The rats all have the half-dragon template. Throw all the breath weapons around.

Rats with 5d8 Cold Breath?

>man sold his soul to a demon to get rid of his rat problem
>the demon is having trouble getting rid of the rats
>he is VERY embarassed

>The rats have an entire civilization down there, and are clearly sapient.
Our DM did this.

>3. There are no rats.
This one is horror isn't

The party descends into the cellar and finds the expected rats. The rats are docile and retreat into a hole in the wall until several larger rats come out and face down the party. They hear the door to the inn opening above, a brief lull in the sounds of merriment, and the innkeeper's distant voice saying 'hello' just like he said to them. Maybe ask for perception rolls, get them thinking this is still a bit distant, and don't tell them if nobody rolls well - give it a low dc though, either way it builds some tension.

At this point, begin combat. After the first few actors go, after the dice start falling, tell the players they hear the innkeep shout, "What the...?!" or something similar. After all actors have gone in the first round, tell them they hear the sounds of combat.

If one of them goes to exit at this point, they open the hatch to catch the body of the innkeeper as he's knocked out by a humanoid figure that wears dusty, black robes, a concealing mask, and the skull of a cow. It carries a club made out of some large animal's femur (also a cow.) Similar figures dispatch the other inhabitants of the inn, one of which makes a lucky break straight into the entering form of a massive, horned humanoid - whatever the weather was outside before, the sky is now blocked by blowing dust that seems to pool about the yikaria's feet.

If the party wants to attack the cultists in the inn, let them. The cultist to have dispatched the innkeeper does not immediately attack, but rather makes a point of trying to take the innkeeper's body from whichever PC caught it first.
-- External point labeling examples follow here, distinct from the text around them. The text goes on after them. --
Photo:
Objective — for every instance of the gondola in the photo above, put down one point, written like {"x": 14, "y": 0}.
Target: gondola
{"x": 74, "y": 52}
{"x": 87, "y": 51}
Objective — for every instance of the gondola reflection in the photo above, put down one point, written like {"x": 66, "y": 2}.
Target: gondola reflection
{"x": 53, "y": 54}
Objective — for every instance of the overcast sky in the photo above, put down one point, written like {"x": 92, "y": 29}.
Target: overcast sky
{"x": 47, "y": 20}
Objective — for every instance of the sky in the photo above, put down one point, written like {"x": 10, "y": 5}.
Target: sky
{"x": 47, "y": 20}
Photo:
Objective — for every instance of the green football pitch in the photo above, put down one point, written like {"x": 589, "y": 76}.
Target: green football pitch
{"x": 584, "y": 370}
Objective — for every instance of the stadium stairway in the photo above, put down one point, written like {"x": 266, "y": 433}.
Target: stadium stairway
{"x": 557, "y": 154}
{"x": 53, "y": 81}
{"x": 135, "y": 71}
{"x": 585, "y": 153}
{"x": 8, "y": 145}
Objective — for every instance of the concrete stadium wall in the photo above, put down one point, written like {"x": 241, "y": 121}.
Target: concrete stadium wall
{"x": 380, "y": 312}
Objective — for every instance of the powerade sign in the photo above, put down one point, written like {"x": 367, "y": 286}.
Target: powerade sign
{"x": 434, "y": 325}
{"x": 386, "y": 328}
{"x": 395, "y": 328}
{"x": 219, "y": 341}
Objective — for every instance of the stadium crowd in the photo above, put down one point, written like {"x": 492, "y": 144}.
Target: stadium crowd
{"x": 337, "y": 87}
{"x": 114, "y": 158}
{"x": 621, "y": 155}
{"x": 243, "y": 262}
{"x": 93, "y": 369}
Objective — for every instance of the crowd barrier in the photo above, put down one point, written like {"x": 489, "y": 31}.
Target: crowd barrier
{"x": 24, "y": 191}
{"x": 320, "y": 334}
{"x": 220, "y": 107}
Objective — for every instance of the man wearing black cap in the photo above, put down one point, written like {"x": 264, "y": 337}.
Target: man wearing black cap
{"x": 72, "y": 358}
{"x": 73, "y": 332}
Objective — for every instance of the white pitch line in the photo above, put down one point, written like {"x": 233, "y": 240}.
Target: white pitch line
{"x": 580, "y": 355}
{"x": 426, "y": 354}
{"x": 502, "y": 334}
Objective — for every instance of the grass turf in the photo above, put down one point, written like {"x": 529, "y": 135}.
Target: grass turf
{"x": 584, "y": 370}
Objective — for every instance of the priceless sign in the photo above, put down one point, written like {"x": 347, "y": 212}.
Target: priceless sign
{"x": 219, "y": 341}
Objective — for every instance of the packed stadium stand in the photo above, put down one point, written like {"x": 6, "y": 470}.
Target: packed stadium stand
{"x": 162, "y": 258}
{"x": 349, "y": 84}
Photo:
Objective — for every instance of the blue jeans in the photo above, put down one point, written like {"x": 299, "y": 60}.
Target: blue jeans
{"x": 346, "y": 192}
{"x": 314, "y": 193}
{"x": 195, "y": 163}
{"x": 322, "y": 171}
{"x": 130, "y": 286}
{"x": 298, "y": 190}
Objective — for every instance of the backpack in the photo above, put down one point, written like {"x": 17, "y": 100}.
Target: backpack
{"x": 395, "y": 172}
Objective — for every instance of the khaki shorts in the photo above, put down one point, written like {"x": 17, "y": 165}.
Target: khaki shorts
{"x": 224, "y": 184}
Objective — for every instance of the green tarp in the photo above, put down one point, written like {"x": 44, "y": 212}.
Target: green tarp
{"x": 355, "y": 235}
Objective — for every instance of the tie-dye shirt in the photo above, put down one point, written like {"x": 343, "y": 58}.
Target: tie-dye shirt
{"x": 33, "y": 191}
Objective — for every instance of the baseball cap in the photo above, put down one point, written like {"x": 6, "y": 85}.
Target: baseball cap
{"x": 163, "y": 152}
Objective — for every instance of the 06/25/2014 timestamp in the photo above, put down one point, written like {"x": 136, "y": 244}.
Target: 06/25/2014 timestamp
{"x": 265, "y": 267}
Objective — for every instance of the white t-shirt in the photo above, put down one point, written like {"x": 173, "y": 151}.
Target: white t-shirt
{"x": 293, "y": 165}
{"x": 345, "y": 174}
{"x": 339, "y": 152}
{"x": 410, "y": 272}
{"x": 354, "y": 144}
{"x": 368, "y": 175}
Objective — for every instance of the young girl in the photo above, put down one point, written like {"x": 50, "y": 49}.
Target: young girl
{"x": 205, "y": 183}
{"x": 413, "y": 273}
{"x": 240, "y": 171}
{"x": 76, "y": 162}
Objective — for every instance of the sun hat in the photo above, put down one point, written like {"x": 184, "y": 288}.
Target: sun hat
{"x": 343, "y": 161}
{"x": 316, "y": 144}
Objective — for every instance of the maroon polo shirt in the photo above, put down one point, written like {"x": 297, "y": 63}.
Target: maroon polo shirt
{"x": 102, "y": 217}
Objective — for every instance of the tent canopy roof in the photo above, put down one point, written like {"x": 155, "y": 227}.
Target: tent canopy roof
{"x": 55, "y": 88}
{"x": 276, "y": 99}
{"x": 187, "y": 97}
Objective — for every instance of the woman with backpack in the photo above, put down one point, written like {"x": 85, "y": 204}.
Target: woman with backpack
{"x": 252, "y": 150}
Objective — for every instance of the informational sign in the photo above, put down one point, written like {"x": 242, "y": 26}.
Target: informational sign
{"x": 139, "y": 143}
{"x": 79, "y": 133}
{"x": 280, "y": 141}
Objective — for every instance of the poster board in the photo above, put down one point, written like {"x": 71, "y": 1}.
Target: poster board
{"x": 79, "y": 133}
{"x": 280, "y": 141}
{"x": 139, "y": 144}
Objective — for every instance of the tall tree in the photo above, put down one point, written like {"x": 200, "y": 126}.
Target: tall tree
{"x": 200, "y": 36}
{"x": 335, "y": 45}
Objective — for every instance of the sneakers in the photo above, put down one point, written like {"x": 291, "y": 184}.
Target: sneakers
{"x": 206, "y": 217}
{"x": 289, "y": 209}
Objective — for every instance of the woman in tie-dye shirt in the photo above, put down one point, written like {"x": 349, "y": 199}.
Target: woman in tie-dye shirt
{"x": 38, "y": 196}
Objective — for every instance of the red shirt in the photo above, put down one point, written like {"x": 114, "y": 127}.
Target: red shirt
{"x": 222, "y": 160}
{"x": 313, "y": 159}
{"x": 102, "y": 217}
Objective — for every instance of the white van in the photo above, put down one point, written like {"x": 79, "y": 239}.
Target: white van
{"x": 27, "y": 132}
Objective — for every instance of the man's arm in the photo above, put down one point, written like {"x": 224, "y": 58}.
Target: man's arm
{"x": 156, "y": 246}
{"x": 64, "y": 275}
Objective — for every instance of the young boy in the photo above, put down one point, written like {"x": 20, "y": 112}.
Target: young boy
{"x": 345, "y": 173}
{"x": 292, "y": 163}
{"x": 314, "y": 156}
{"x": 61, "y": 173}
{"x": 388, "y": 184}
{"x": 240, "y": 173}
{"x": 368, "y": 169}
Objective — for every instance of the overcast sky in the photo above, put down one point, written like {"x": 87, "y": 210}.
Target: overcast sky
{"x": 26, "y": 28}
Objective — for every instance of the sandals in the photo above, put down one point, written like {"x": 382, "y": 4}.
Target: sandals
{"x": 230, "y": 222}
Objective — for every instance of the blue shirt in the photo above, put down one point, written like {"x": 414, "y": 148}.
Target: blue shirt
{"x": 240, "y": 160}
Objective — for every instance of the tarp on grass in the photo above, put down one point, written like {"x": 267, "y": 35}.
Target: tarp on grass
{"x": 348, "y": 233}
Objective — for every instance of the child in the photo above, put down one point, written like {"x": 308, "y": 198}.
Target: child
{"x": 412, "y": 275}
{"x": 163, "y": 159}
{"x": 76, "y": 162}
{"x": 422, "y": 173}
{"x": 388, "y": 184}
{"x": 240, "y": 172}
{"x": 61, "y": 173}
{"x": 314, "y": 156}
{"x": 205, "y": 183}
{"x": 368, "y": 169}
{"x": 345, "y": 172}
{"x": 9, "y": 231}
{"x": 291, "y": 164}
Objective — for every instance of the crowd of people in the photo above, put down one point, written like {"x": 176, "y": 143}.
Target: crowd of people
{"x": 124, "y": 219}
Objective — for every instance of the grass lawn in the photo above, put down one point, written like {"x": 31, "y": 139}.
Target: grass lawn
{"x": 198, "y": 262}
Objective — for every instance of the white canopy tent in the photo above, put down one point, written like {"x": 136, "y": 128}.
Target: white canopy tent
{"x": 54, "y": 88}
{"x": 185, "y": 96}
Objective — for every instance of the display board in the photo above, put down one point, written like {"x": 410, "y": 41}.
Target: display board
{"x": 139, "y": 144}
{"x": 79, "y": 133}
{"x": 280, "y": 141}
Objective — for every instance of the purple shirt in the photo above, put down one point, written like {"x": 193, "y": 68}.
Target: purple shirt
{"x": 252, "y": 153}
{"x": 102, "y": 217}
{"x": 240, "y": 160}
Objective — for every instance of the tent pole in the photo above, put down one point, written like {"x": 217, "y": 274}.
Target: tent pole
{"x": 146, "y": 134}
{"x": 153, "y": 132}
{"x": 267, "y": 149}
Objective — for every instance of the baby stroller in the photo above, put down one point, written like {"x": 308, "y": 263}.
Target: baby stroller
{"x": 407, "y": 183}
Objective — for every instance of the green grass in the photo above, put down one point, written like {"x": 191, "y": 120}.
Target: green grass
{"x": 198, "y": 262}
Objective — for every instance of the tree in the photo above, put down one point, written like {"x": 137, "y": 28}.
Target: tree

If they withhold the body, the cultists attack.

(con't)
The party can be fighting the rats this whole time. Feel free to roll flee for the rats as they die/get hurt. They probably won't pursue the PCs.

The yikaria upstairs looks at the still-conscious inngo'er now still with fear. It raises a hand over her (let's say the waitress who smiled at the party when they walked in) and says "Air." It looks at several of the waiting cultists and says, "Earth," including the one with the innkeeper. Several people end up left on the floor as the yikaria makes way for its followers to pass onto the road with the new slaves.

If the PCs have not acted, at this point it raises its hands in a grand gesture, its followers start to routinely torch the place, and Deliverer Hal'ak says, "Fire." If the pcs did not investigate the commotion above and combat has gone on a while, this is the point when smoke starts sinking through the cracks in the door.

Will the party pursue the Cult of the Forgotten God? Will they escape sacrifice in the Manner Elemental? Will they brave the spears and arrows of the ratfolk waiting in the tunnels below? Find out next time on...
(Your campaign name here)

The "rats" are actually a tribe of wererats who live in the sewers which connect to the cellar, and the soldier regularly sends them food in the form of dumb adventurers.